Moreover, the heritability of disease liability sets the potential discriminative ability of disease classifiers based on genetic markers and determine familial recurrence risk of disease. Combining information from pedigreed data (family history) and genetic markers from the general population may aid in improving current models of risk based on genetic markers. Combining pedigree and population-based data in a unified approach is likely to help. However, obtaining detailed deep family history is often time consuming and expensive. The shallow family history data obtained by the UK biobank likely sets the limits of what is practically feasible. We will use simulations to investigate the benefit of genotyping relatives of the UKbiobank and combining UKBiobank data with case-control genome-wide association studies.
Request: for a derived data-field denoting cohabitation of participants.
Justification: This is very important for the current project because we need to discriminate what is due to genetics and to the environment. We have been working on this project for a while and have found an association between the risk of disease between the fathers and mothers of the UK Biobank participants. This is very important in relationship to the estimates of heritability.
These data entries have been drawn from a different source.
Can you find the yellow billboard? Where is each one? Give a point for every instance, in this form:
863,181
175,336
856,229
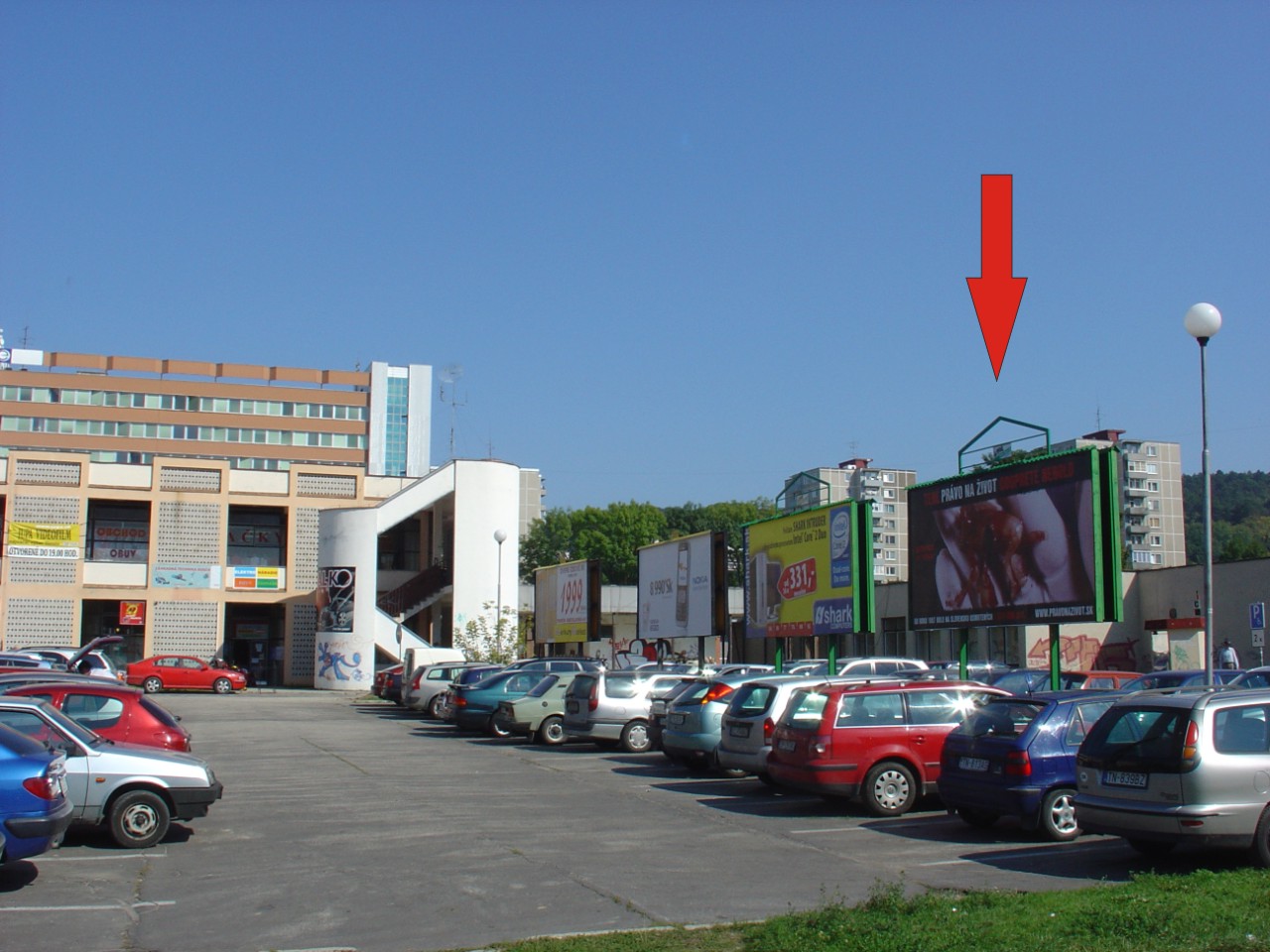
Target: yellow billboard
804,574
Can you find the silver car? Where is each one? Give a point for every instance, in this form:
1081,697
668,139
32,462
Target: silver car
613,706
423,688
1189,766
136,791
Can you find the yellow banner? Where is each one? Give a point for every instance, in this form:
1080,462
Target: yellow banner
30,534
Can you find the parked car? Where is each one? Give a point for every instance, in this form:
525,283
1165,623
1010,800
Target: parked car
93,662
183,673
423,688
879,743
659,699
475,703
444,707
381,676
114,711
694,720
1252,678
135,791
1016,757
880,666
974,670
1187,766
24,658
747,725
557,662
35,810
1029,680
540,714
1178,679
613,706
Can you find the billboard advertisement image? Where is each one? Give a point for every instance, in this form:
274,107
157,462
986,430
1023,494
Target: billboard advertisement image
567,602
807,574
1033,542
683,588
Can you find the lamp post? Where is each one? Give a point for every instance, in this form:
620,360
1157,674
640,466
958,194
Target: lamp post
499,537
1202,322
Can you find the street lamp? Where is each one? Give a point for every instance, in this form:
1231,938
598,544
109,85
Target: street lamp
499,537
1202,322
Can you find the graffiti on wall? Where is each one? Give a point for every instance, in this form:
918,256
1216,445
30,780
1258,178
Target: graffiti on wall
1083,653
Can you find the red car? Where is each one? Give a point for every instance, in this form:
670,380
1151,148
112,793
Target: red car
879,742
113,711
183,673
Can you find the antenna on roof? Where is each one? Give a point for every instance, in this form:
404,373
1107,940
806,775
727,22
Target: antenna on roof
449,375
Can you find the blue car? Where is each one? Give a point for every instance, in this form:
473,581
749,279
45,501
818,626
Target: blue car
35,811
1016,757
475,703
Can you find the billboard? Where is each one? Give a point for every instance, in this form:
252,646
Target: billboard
1029,543
810,572
683,588
567,602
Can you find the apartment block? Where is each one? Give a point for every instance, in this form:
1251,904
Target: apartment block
860,480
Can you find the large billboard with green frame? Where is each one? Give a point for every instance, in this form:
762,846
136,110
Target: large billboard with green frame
1025,543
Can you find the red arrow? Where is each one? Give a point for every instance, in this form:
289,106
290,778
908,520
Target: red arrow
997,293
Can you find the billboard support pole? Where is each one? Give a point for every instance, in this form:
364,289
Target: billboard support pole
1056,651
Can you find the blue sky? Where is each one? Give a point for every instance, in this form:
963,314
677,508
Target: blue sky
680,249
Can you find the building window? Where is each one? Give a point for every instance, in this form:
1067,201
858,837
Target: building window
118,532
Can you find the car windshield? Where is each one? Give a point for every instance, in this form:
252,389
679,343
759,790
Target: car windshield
752,698
804,710
544,685
626,683
160,714
1007,717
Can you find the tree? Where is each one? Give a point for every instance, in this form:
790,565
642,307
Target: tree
485,640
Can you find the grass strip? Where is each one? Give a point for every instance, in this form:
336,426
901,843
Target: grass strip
1201,911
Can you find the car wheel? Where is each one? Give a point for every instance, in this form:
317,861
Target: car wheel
139,819
552,731
1058,815
1151,847
635,739
979,819
889,789
1261,841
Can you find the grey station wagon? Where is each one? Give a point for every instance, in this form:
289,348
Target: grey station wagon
1188,767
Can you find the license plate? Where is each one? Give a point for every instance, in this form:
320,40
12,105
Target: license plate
1120,778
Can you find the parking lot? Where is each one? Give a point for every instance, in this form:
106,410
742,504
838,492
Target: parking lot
348,824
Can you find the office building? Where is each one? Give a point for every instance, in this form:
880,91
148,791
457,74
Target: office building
181,504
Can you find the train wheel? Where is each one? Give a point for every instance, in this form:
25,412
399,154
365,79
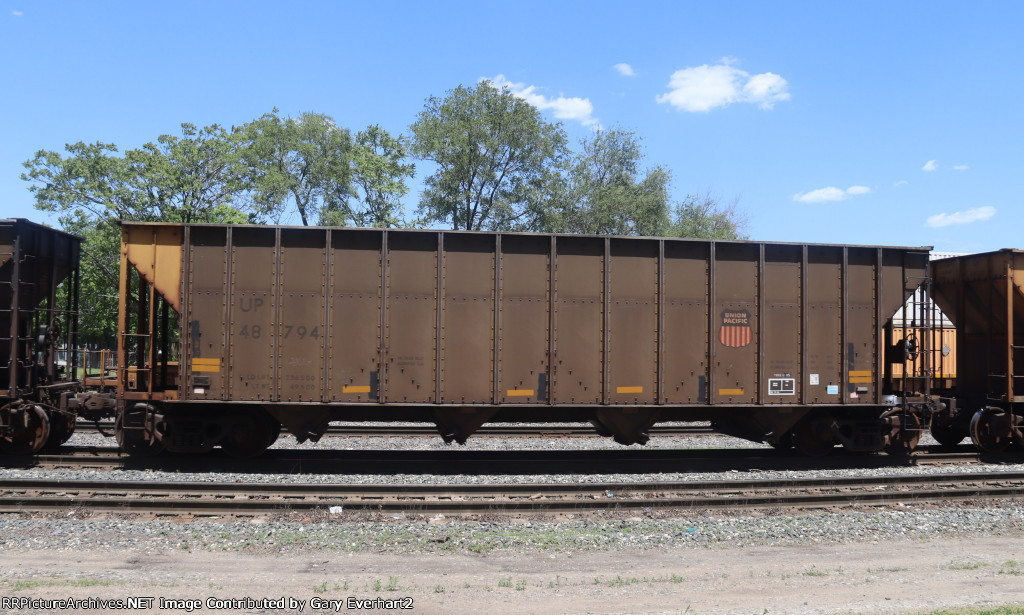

We believe some of the correlation of disease within family members is due to the fact that they share the same environmental risk factors in addition to genetics. We would like to replicate our finding by comparing the prevalence of disease within couples recruited to the UK Biobank (which share the environment but not the genetics).
The aims of the project extension are to:
- Estimate heritability, genetic and environmental correlations for these traits.
- Perform a GWAS for these traits.
- Present the summary statistics in a database for the research community to query and download. We have currently analysed the traits described in the attached excel file.
- To impute tissue-specific intermediate traits (e.g. using a reference panel of gene expression and methylation we have generated or obtained from public resources) and correlate them with disease status (yet to be done).
- Present the summary statistics of the results in (4) in a database for the research community to query and download.
- To write one or two papers with a few descriptive statistics of the data (similar to the one shown in the paper seen by UK Biobank).
- Return to UK Biobank results from 3, 4, and 5.